Jeremy Davis's picture

TBH, memory leak is my "go to" guess when things are sluggish after a few days of running. But as I say, it was just a guess and the only way to be sure, is to diagnose... :)

Also FWIW, ssh (on Linux at least) allows you to crank up the verbosity by adding extra "v"s (to a max of 3). E.g. ssh -vvv root@REMOTE_SERVER. Although in your case, I doubt that will add anything much of value.

The fact that it hangs at "debug1: pledge: network" lead me to find this Q&A on ServerFault. Judging by the range of answers, it seems that there can be a myriad of causes! Note though, that unless you are using something other than default user management (i.e. default Linux user authentication - PAM) I would advise you to NOT test the first answer! Setting "UsePAM no" in your servers sshd_config file WILL BLOCK SSH LOGIN (via PAM authentication)!
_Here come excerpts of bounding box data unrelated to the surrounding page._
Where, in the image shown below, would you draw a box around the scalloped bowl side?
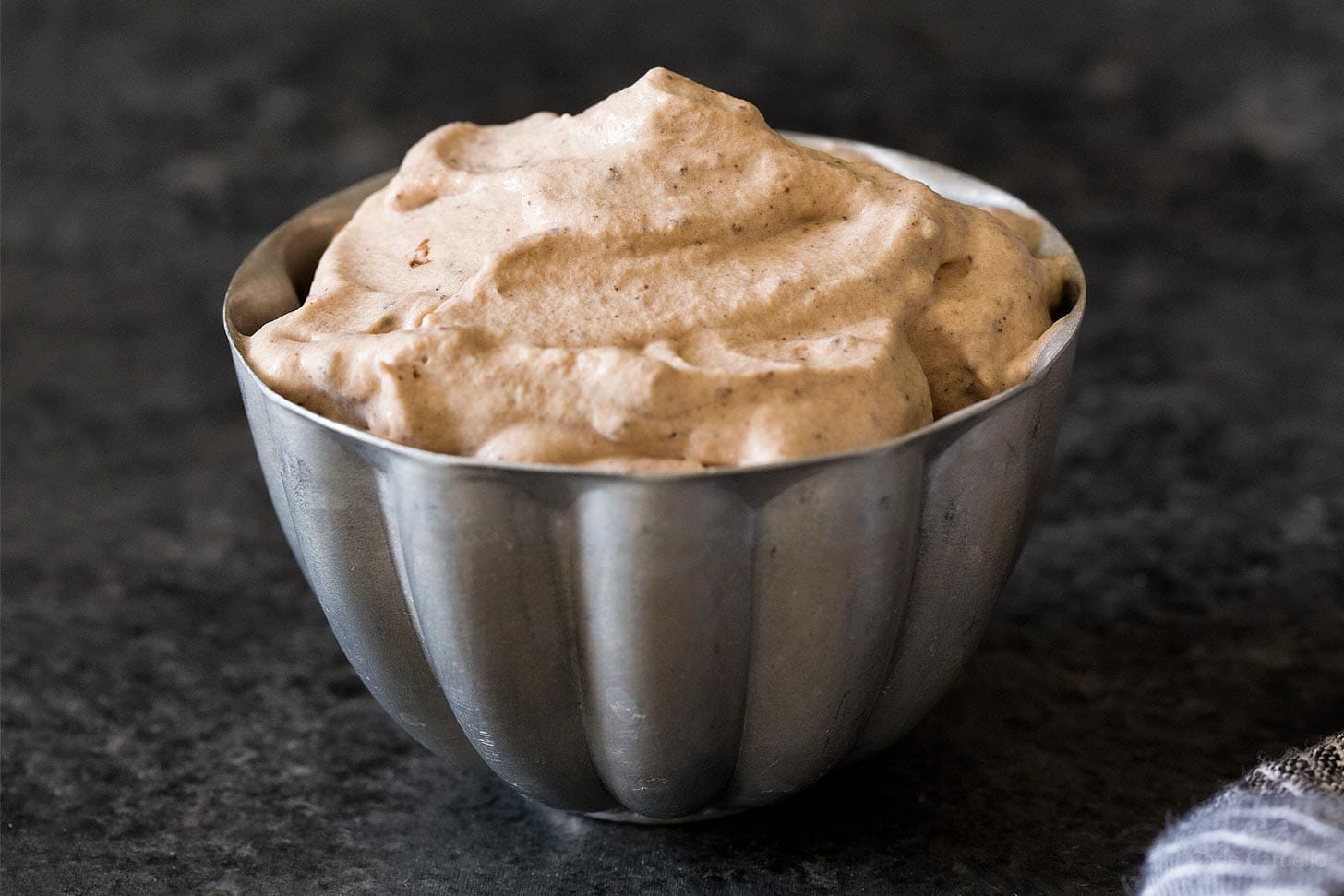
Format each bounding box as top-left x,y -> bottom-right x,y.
224,136 -> 1084,820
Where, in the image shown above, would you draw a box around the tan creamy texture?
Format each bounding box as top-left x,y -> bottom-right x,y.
245,68 -> 1067,471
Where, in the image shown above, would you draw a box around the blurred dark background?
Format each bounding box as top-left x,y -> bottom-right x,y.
0,0 -> 1344,893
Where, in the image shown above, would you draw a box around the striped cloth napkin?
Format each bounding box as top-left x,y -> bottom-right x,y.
1138,732 -> 1344,896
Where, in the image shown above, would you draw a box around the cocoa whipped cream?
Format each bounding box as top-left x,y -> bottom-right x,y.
244,68 -> 1073,471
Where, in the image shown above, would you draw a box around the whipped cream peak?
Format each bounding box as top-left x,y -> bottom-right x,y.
246,68 -> 1067,469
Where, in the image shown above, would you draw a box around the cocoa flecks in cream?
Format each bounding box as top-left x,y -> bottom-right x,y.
245,68 -> 1069,471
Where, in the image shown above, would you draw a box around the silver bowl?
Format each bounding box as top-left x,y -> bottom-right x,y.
224,136 -> 1084,820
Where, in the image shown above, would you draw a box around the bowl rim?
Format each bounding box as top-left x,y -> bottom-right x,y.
223,132 -> 1087,481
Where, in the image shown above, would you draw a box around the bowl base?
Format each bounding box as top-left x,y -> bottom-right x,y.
583,806 -> 746,825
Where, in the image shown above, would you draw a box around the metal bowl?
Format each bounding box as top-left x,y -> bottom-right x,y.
224,136 -> 1084,820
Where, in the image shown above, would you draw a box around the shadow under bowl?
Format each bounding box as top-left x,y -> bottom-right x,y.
217,136 -> 1084,820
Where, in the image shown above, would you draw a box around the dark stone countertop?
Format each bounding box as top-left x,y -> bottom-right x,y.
0,0 -> 1344,895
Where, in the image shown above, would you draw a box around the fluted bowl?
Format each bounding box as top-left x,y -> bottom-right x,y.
224,136 -> 1084,820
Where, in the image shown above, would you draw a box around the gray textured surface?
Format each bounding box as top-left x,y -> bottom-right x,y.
0,0 -> 1344,893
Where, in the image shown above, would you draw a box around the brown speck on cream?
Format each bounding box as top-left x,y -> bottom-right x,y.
244,68 -> 1073,471
410,236 -> 428,268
So don't do that unless you understand the consequence!

I would urge you to not just try any of those suggestions without first confirming that they are relevant and/or ensuring that you understand the potential consequences. But they may give you some pointers in what to be looking our for. Viewing the logs such as the syslog, dmesg and/or systemd journal should give you some more clues.

Your suggested note re the "missing" network share may indeed be a better guess. As noted above, the syslog (/var/log/syslog) and/or dmesg and/or (systemd) journal may assist with confirming that. Also a fairly easy way to test your hypothesis would be to ensure that the shares are unmounted when the remote server (that hosts the shares) is down. If the "hang" goes away with the remote shares unmounted, then that would be pretty good evidence that it is indeed the issue.

If you can confirm that the issue is related to the missing shares, then you could set up a cron job to check the availability of the remote machine. If the remote machine is available and the share isn't mounted, mount it. If the remote machine isn't available and the share is mounted, unmount it.

FWIW, I just did a quick bit of googling and found what appears to be a pretty cool approach. It's quite an old thread on the Ubuntu forums, but if nothing else, it could give some good ideas? (seeing as it's over 10 years old, I personally wouldn't just copy paste it - although it may still work?).

I also found a few other things that may assist; here, here and here.